Knee injuries affect over ten million people a year; most of them are amateur runners. Since the general symptoms of various knee injuries are the same (pain, swelling, loss of motion, and so on), many people treat these injuries in the same way. However, the knee is not one muscle but a complex web of bones, cartilage, tendons, and ligaments, so each injury is a little different. Furthermore, failure to properly address a knee injury often leads to significant issues down the road. Common knee injuries include:
Patellofemoral Pain Syndrome
PFPS, or runner’s knee, is the most common knee injury among fitness runners. The patellofemoral joint is located under the kneecap and is primarily responsible for lengthening the quadriceps muscles during running. Largely because of this significant function, the joint must bear up to eight times a runner’s body weight. This strain alone is sometimes enough to trigger runner’s knee, especially if the athlete’s gait is improper or his/her hip muscles are underdeveloped.

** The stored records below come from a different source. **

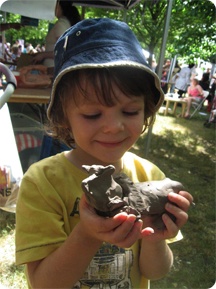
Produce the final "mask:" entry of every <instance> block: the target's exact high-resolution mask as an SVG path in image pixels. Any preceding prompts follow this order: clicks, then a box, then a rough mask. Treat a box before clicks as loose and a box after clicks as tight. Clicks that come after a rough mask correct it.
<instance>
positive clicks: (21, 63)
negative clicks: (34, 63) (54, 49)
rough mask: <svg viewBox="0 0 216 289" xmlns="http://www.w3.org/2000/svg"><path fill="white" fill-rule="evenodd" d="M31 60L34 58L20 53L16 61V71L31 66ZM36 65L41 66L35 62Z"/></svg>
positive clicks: (30, 56) (38, 63)
mask: <svg viewBox="0 0 216 289" xmlns="http://www.w3.org/2000/svg"><path fill="white" fill-rule="evenodd" d="M33 58H34V55H33V54H27V53H21V55H20V57H19V59H18V61H17V69H19V68H21V67H23V66H29V65H33V63H32V60H33ZM37 64H42V63H39V62H37Z"/></svg>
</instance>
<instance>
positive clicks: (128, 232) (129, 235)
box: [104, 215, 142, 248]
mask: <svg viewBox="0 0 216 289" xmlns="http://www.w3.org/2000/svg"><path fill="white" fill-rule="evenodd" d="M133 217H134V216H133V215H129V216H128V220H126V221H125V222H124V223H122V225H121V226H119V227H118V228H116V229H115V230H114V231H113V232H112V233H105V234H104V237H105V238H106V239H108V240H109V243H112V244H115V245H117V246H118V247H122V248H128V247H131V246H132V245H133V244H134V243H135V242H136V241H137V239H139V238H140V234H141V230H142V221H141V220H139V221H137V222H134V223H132V222H131V221H132V220H134V218H133ZM130 218H131V220H129V219H130Z"/></svg>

Typically, symptoms present as a gradually-building pain that is limited to the kneecap area. The discomfort usually gets worse when the knee is under additional stress, perhaps while ascending stairs or after prolonged sitting. PFPS sufferers also often report unusual joint noises, such as cracking or popping.
The best PFPS treatments actually have nothing to do with the knee itself. Instead, try some of these hip strengthening exercises. Shortening your stride and taking more steps might help as well, and so will running uphill (use a treadmill to simulate uphill running).
IT Band Syndrome may be almost as common as PFPS. The two conditions are quite similar. Largely because of weak hip muscles, old running shoes, or an improper gait, the repetitive running motion causes the IT Band to rub against the femur (leg bone), causing rather intense lateral movement knee discomfort. However, unlike PFPS, IT Band syndrome sometimes appears to get better on its own, because the pain completely disappears only to return later.
In addition to hip exercises, kneecap massages are a good idea as well, because this injury affects so much soft tissue. You can find the best cream for knee pain to enhance massages as well as provide temporary pain relief either online or in your local pharmacy or big box store.
Other Common Injuries
Primarily due to the advancing average age of runners, overuse injuries are not the only risk. Degenerative conditions, such as meniscus tears, are often problematic as well. Along with cartilage, the meniscus is the primary shock absorber of the knee, and it weakens with age. Meniscus tears significantly increase the risk of arthritis, so these injuries are not to be taken lightly.
If the symptoms are limited to pain and swelling along one side of the joint, the injury is treatable through the RICE method, which is:
Complete rest of the affected knee,
Ice for at least twenty minutes per session three or four times a day,
An Ace bandage, KT tape, or other compression, and
Elevating the knee above the heart.
Once the injured knee looks, feels and acts exactly like the uninjured knee, it is probably safe to resume normal activities.
If a locking sensation accompanies the swelling and pain, consult a doctor or orthopedic surgeon, because the torn meniscus may have lodged in the joint. This degree of tear often requires surgery, because these injuries do not heal on their own.
Older runners are also at risk for patellar tendinitis since over time, the knee tendons become less and less flexible so they must work progressively harder. Knee tendonitis most commonly affects the tendon which connects the shin bone with the patella (kneecap). In addition to age and activity, obesity, weak hip muscles, and poor shoes also contribute to knee tendonitis.
This injury has some unique symptoms that make it a little easier to identify. Tendonitis pain essentially presents sporadically as opposed to continually. Moreover, there is usually a burning sensation along with the normal discomfort.
A doctor or trainer should examine the injury to determine its severity. The RICE recovery method, along with some tendon stretches and strengthening exercises usually treats mild or moderate tendonitis. Severe cases may require injections, and in rare cases, surgery.
Knowing why a knee is injured, and how to overcome said injury, should significantly accelerate the recovery process, so you can return to your treasured running routine.